Aerial view of a bowhead whale, Balaena mysticetus, in the...

Aerial view of a bowhead whale, Balaena mysticetus, in the Sea of Okhotsk, eastern Russia. Credit: Getty Images/by wildestanimal

I think we all can agree that whales are cool. I happen to think that every living species has some element of cool about it, but the coolness of whales is pretty self-evident.

Even given that general coolness, though, some whales are cooler than others. Near the top of that pantheon is the bowhead whale.

For starters, bowheads are the second-heaviest mammal on the planet, typically weighing around 100 tons, give or take. That's roughly the size of eight fully grown African elephants. Their heads are nearly 40% of their body length.

But the coolest thing about bowhead whales is their astonishing age. They are believed to be the longest-lived of all mammals, with estimates reaching up to 268 years. That's not just theory. Some Alaskan Inuits have been hunting bowheads — the only whale species that spends its entire life in the frigid waters of the Arctic Ocean — for centuries. And some of those hunters discovered in the blubber of some whales caught in the late 1900s harpoon heads that dated back to the mid-1800s.

Juxtapose their weight and age and now you have the reason all of us should be intensely curious about bowhead whales: Deciphering the reason for their longevity could be a boon for us.

Bowhead whales are an example of something called Peto's paradox — when larger beings do not have a proportionally higher risk of cancer than smaller beings. The paradox is counterintuitive. Cells of larger beings must multiply many more times than cells of smaller beings to achieve their larger mass, and that should increase the risk of mutations that lead to cancer.

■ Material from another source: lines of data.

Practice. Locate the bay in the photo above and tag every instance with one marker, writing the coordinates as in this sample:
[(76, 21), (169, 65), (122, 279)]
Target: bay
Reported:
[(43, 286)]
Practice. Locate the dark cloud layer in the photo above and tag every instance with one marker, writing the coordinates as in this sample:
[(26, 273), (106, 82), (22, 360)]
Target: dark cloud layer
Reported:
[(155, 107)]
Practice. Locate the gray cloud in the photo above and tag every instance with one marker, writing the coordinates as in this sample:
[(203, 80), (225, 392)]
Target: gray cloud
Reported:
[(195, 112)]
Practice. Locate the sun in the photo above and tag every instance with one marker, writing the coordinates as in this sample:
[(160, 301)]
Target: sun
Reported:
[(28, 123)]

Whales have around 1,000 times the number of cells of humans, but humans have a much higher risk of cancer.

Now researchers think they know why: Bowhead whales are very good at repairing damaged DNA, which leads to many ailments including cancer.

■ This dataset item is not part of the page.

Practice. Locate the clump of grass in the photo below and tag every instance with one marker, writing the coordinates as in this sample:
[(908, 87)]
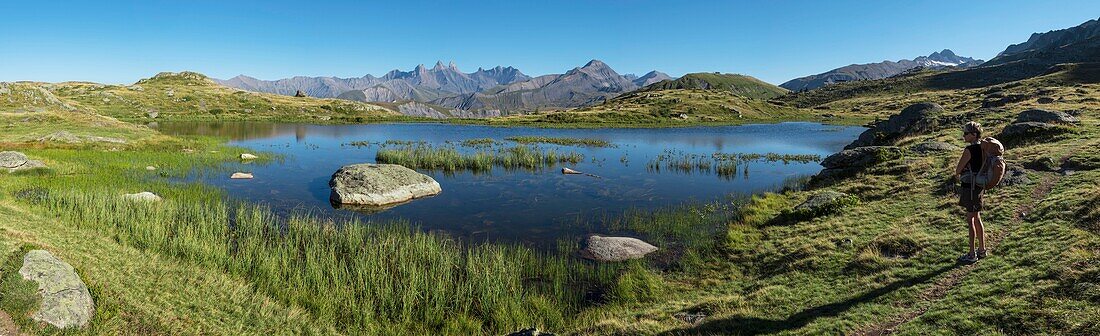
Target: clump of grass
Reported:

Vera Gorbunova and Andrei Seluanov, a husband-and-wife team at the University of Rochester who study long-lived mammals and the reasons for their longevity, discovered that bowhead whales produce copious amounts of CIRBP, a protein that accelerates the production of other proteins whose job is to protect the whales from cell damage triggered by their cold environment.

Inserting bowhead CIRBP into human cells doubled the rate of DNA repair in those cells. Fruit flies that received the CIRBP gene lived longer than those that did not. The research was published this past week in the journal Nature.

The implications are profound and exciting: Tweaking proteins in humans could extend our life span.

The research was complex. Gorbunova and Seluanov needed live bowhead cells to run their experiments. That meant sending students to Inuit communities in Alaska to ask hunters for samples from the bowheads they caught. The samples had to be put on ice and hurried back to Rochester so the researchers could grow populations of bowhead cells for batteries of tests.

Their intriguing findings come as the federal government has pulled back from funding scientific research, and as medical schools in New York are urging the state to set up a state-run research institute to provide reliable funding to help continue to recruit and train the researchers who will make the medical discoveries of the future — like the applicability of bowhead whale proteins to humans.

The University of Rochester project was funded from a variety of sources — not only earlier grants from the federal National Institutes of Health and Department of Defense but also the French National Research Agency, Wellcome Trust and The Royal Society, the Cancer Prevention & Research Institute of Texas, and the Milky Way Research Foundation.

That is another form of coolness.

We should all give thanks for the coolness of bowhead whales, the scientists who study them, and the people and institutions that believe such work is worth supporting.

Columnist Michael Dobie's opinions are his own.